Long-term follow-up of patients with type 2 and non-ambulant type 3 spinal muscular atrophy (SMA) treated with olesoxime in the OLEOS trial.

In a previous Phase 2 study, olesoxime had a favorable safety profile. Although the primary endpoint was not met, analyses suggested that olesoxime might help in the maintenance of motor function in patients with Types 2/3 SMA. This open-label extension study (OLEOS) further characterizes the safety, tolerability and efficacy of olesoxime over longer therapy durations. In OLEOS, no new safety risks were identified. Compared to matched natural history data, patients treated with olesoxime demonstrated small, non-significant changes in motor function over 52 weeks. Motor function scores were stable for 52 weeks but declined over the remainder of the study. The greatest decline in motor function was seen in patients ≤15 years old, and those with Type 2 SMA had faster motor function decline versus those with Type 3 SMA. Previous treatment with olesoxime in the Phase 2 study was not protective of motor function in OLEOS. Respiratory outcomes were stable in patients with Type 3 SMA >15 years old but declined in patients with Type 2 SMA and in patients with Type 3 SMA ≤15 years old. Overall, with no stabilization of functional measures observed over 130 weeks, OLEOS did not support significant benefit of olesoxime in patients with SMA.
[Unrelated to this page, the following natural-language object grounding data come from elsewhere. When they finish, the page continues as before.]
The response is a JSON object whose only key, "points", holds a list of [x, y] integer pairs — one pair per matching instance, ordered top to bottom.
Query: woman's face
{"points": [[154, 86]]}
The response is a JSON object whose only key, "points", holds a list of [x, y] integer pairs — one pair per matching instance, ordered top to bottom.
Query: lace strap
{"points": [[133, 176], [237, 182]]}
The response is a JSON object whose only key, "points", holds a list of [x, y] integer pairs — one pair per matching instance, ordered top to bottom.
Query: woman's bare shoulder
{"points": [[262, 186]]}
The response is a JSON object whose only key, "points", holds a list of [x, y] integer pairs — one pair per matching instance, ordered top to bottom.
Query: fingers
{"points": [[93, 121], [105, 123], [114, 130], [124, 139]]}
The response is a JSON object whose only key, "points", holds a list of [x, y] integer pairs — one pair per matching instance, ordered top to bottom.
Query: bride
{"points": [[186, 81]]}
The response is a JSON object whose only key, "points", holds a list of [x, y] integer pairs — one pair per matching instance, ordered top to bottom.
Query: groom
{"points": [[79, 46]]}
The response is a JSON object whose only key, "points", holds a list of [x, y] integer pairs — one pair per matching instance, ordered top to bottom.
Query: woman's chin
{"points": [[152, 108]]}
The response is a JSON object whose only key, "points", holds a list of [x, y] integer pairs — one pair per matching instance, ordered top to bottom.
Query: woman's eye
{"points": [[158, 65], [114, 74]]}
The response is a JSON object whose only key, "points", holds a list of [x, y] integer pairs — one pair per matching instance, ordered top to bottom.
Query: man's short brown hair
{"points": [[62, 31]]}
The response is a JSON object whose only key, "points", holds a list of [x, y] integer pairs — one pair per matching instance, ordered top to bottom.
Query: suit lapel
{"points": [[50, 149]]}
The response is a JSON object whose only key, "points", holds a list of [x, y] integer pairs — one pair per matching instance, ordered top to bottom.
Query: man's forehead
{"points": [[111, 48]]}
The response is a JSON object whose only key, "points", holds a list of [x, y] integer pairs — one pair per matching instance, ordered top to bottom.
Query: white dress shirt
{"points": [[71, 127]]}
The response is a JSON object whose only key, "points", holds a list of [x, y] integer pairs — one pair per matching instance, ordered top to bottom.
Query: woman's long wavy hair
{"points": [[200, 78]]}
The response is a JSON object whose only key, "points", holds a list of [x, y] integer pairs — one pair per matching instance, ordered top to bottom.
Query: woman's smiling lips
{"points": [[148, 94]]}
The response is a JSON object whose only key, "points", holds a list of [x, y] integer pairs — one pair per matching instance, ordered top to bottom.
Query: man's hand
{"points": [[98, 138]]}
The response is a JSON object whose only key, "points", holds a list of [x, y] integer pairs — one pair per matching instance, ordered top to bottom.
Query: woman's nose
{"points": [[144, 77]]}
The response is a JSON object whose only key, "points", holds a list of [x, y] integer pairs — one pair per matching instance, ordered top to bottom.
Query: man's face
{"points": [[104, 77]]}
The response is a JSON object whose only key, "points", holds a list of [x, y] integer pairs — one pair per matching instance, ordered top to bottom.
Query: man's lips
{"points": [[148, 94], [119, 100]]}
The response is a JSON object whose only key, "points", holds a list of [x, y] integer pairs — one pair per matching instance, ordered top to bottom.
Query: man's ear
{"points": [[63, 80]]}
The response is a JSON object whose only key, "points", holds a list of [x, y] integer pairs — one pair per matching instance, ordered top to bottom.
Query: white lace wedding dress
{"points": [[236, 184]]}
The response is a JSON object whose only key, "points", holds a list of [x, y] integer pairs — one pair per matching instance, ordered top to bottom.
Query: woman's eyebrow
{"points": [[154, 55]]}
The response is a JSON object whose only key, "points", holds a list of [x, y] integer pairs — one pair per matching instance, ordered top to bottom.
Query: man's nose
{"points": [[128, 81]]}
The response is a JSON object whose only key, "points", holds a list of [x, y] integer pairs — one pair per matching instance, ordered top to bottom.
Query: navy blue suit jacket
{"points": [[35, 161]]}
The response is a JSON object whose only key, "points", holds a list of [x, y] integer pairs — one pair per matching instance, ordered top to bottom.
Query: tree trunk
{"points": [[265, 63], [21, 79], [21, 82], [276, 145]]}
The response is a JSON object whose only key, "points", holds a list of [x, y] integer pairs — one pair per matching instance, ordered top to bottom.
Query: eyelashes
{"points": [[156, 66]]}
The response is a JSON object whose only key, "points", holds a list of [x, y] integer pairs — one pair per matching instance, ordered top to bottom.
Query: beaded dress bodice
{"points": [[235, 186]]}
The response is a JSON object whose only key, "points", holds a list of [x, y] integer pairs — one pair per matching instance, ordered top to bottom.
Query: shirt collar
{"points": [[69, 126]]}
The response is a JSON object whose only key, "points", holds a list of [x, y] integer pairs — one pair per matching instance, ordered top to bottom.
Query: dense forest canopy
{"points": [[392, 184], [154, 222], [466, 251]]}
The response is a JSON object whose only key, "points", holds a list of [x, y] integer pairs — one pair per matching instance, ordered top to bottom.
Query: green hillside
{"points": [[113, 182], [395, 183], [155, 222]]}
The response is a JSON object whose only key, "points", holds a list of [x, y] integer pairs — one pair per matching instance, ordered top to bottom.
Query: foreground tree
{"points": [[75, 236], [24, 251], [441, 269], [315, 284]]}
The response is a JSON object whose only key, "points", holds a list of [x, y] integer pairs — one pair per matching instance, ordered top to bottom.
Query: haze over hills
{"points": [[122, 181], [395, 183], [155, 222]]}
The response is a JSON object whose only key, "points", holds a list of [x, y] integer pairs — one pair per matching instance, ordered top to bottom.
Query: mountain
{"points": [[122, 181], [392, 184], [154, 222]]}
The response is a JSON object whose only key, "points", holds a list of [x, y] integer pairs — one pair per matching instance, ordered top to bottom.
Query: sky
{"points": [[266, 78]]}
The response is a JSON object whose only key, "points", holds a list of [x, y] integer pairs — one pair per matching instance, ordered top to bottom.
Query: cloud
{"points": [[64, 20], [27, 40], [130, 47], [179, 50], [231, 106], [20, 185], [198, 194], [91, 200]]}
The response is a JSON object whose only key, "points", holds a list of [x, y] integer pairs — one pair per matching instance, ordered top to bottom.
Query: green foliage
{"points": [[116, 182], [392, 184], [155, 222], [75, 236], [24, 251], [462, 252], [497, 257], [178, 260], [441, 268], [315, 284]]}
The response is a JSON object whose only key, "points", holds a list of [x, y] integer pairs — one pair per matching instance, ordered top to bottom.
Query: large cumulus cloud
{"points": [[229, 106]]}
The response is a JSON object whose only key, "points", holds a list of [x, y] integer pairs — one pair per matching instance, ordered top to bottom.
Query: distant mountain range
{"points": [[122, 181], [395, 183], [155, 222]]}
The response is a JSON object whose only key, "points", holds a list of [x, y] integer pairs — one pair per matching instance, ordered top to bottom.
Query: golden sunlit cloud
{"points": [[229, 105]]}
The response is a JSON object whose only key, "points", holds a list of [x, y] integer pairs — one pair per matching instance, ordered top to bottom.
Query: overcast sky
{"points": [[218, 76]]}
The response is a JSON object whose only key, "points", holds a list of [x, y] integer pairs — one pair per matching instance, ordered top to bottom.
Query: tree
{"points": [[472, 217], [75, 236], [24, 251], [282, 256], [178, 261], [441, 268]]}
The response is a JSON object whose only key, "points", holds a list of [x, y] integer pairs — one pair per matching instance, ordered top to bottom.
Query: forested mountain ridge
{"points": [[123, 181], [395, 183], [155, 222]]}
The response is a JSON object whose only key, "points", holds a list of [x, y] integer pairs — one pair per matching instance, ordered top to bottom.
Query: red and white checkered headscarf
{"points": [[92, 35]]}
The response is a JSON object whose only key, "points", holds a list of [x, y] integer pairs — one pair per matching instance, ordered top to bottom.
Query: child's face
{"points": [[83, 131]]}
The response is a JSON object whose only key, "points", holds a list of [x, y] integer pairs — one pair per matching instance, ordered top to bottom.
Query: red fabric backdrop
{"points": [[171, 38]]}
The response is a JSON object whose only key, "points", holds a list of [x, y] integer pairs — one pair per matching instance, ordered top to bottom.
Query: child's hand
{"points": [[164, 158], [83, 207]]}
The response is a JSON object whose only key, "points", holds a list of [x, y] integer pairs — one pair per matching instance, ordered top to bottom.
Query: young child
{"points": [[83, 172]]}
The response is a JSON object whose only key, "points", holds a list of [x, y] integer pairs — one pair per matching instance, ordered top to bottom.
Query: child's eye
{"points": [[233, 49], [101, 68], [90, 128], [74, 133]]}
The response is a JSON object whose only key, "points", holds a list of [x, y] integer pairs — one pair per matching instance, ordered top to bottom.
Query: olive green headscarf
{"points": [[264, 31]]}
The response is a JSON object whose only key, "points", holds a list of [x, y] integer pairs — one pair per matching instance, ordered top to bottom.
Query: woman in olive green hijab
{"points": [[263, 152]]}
Olesoxime improves cerebral mitochondrial dysfunction and enhances Aß levels in preclinical models of Alzheimer's disease.
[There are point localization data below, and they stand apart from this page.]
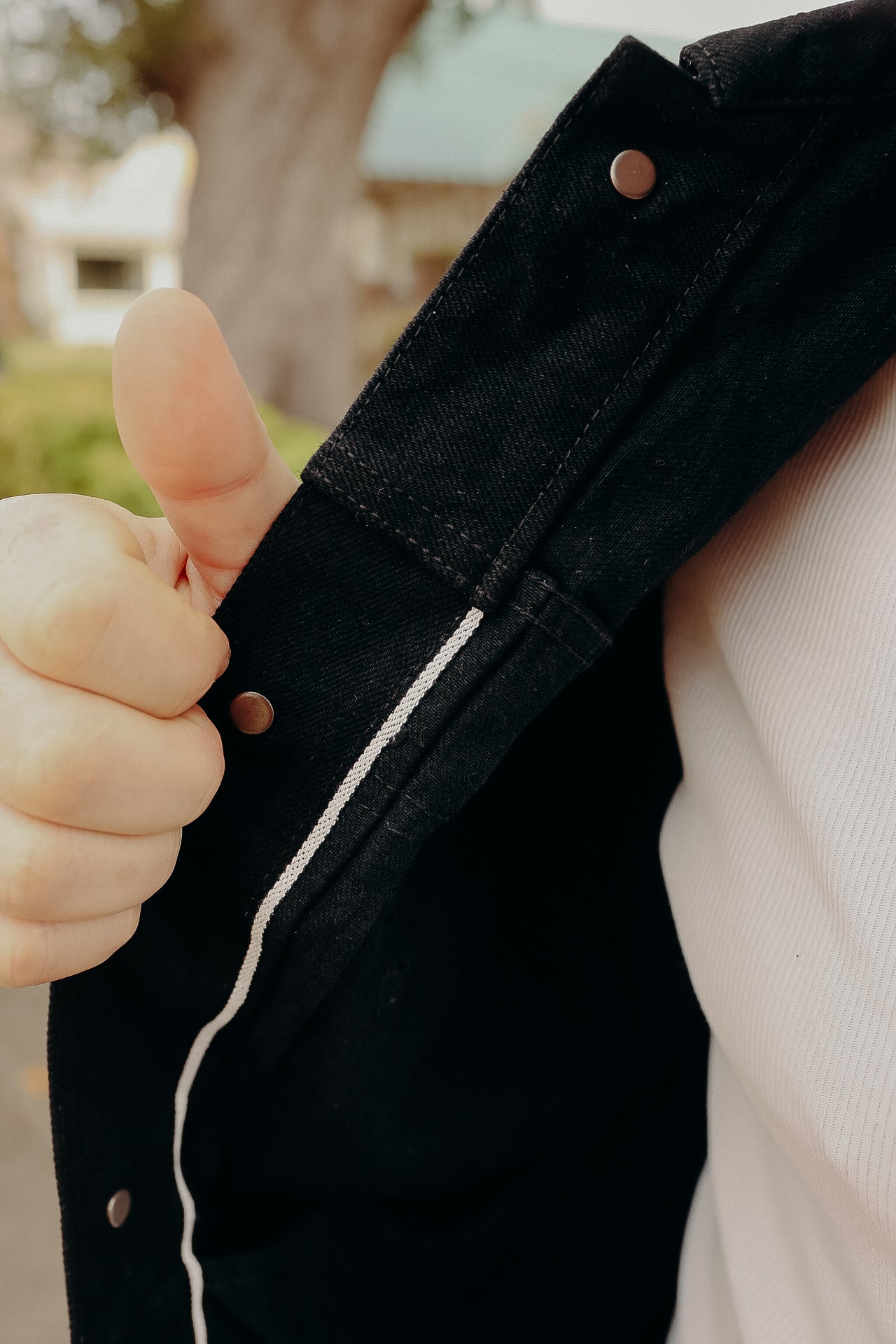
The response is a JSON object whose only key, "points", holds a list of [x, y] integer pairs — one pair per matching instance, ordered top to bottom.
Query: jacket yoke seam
{"points": [[720, 88], [539, 158], [498, 564]]}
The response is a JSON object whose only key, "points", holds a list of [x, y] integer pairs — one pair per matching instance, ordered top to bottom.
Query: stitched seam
{"points": [[720, 88], [539, 158], [641, 354], [399, 489], [434, 559], [575, 606], [554, 635]]}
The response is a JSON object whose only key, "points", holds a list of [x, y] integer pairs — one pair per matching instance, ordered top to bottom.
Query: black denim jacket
{"points": [[457, 1088]]}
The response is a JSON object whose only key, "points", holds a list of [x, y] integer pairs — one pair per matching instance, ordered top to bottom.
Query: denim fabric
{"points": [[843, 55], [466, 1089]]}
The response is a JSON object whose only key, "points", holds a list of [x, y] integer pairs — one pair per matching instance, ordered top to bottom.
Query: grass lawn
{"points": [[58, 430]]}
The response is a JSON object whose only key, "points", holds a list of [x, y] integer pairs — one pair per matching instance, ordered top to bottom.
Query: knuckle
{"points": [[66, 626], [211, 772], [57, 774], [164, 862], [27, 881], [24, 958]]}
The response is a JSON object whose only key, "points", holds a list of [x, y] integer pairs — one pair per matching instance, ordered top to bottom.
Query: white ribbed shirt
{"points": [[780, 855]]}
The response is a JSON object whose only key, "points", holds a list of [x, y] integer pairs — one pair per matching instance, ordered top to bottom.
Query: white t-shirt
{"points": [[780, 855]]}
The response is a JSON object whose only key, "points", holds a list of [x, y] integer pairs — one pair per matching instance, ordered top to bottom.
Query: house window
{"points": [[111, 272]]}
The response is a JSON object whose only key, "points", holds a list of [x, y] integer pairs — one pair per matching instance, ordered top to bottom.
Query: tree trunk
{"points": [[276, 96]]}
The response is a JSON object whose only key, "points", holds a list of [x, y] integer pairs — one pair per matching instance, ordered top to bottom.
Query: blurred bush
{"points": [[58, 429]]}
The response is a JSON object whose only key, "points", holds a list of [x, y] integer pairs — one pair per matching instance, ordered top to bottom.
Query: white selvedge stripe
{"points": [[238, 995]]}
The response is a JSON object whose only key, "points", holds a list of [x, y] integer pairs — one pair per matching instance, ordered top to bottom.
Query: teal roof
{"points": [[469, 104]]}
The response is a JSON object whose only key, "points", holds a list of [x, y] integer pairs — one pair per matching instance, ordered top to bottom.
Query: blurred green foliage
{"points": [[58, 429]]}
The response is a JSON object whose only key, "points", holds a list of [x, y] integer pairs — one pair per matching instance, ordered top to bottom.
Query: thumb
{"points": [[191, 429]]}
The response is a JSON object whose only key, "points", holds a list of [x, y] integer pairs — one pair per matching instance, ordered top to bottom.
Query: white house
{"points": [[88, 244]]}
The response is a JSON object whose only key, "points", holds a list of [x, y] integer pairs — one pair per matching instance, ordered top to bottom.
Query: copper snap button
{"points": [[633, 174], [250, 711], [118, 1208]]}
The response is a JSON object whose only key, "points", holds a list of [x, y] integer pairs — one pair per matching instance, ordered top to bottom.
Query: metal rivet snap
{"points": [[633, 174], [250, 711], [118, 1208]]}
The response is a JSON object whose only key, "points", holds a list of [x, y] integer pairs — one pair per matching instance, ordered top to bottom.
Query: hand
{"points": [[108, 640]]}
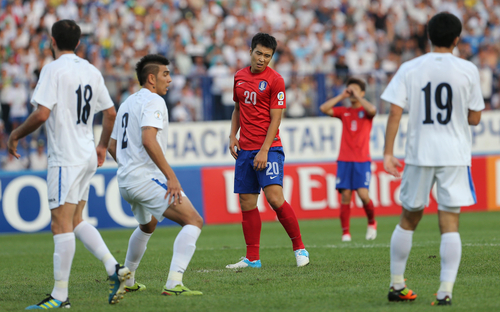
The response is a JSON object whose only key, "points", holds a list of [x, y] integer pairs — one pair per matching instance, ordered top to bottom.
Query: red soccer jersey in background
{"points": [[257, 94], [356, 127]]}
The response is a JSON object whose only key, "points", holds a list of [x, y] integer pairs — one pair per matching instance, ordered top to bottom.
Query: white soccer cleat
{"points": [[371, 232], [346, 237], [302, 257], [245, 263]]}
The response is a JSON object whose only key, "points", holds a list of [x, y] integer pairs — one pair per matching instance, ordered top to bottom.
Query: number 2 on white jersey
{"points": [[250, 97], [83, 116], [124, 126]]}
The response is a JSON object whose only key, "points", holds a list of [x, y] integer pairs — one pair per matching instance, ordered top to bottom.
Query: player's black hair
{"points": [[443, 28], [67, 34], [264, 40], [143, 68], [358, 81]]}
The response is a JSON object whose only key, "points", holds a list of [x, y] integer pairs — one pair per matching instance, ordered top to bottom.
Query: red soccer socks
{"points": [[370, 213], [287, 218], [252, 226]]}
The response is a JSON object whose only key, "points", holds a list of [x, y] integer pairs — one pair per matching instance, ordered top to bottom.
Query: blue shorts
{"points": [[353, 175], [250, 181]]}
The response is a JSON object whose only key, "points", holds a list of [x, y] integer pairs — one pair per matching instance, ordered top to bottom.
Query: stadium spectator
{"points": [[314, 35]]}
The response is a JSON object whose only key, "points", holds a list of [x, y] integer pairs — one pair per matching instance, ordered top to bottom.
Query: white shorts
{"points": [[70, 184], [454, 187], [147, 199]]}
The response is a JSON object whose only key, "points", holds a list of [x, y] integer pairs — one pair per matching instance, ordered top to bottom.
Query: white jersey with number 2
{"points": [[74, 90], [438, 90], [141, 109]]}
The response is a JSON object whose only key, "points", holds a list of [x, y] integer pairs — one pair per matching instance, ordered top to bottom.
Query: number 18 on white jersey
{"points": [[74, 90]]}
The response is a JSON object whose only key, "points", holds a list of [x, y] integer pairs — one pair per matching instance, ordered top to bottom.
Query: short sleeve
{"points": [[46, 89], [395, 93], [235, 95], [278, 97], [104, 100], [476, 101], [338, 112], [153, 113]]}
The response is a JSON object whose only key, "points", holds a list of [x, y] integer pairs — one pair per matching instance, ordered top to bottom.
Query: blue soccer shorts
{"points": [[353, 175], [250, 181]]}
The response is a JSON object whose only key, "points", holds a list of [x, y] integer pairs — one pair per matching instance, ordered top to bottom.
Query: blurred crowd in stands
{"points": [[320, 43]]}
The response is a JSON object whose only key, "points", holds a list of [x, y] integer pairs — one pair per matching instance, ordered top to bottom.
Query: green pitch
{"points": [[342, 276]]}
BACKGROUND: Approved drugs for Alzheimer's disease (AD) only have a symptomatic effects and do not intervene causally in the course of the disease. Olesoxime (TRO19622) has been tested in AD disease models characterized by improved amyloid precursor protein processing (AßPP) and mitochondrial dysfunction. METHODS: Three months old Thy-1-AßPPSL (tg) and wild type mice (wt) received TRO19622 (100 mg/kg b.w.) in supplemented food pellets for 15 weeks (tg TRO19622). Mitochondrial membrane potential (MMP) and adenosine triphosphate (ATP) levels were determined in dissociated brain cells (DBC). Respiration was analyzed in mitochondria isolated from brain tissue. Citrate synthase (CS) activity and beta-amyloid peptide (Aß1-40) levels were determined in brain tissue. Malondialdehyde (MDA) levels were determined as an indicator for lipid peroxidation. DBC and brain homogenates were additionally stressed with Rotenone and FeCl2, respectively. Mitochondrial respiration and Aß1-40 levels were also determined in HEK-AßPPsw-cells. RESULTS: Treatment of mice did not affect the body weight. TRO19622 was absorbed after oral treatment (plasma levels: 6,2 µg/ml). Mitochondrial respiration was significantly reduced in brains of tg-mice. Subsequently, DBC isolated from brains of tg-mice showed significantly lower MMP but not ATP levels. TRO19622 increased the activity of respiratory chain complexes and reversed complex IV (CIV) activity and MMP. Moreover, DBC isolated from brains of tg TRO19622 mice were protected from Rotenone induced inhibition of complex I activity. TRO19622 also increased the respiratory activity in HEKsw-cells. MDA basal levels were significantly higher in brain homogenates isolated from tg-mice. TRO19622 treatment had no effects on lipid peroxidation. TRO19622 increased cholesterol levels but did not change membrane fluidity of synaptosomal plasma and mitochondrial membranes isolated from brain of mice. TRO19622 significantly increased levels of Aß1-40 in both, in brains of tg TRO19622 mice and in HEKsw cells. CONCLUSIONS: TRO19622 improves mitochondrial dysfunction but enhances Aß levels in disease models of AD. Further studies must evaluate whether TRO19622 offers benefits at the mitochondrial level despite the increased formation of Aß, which could be harmful.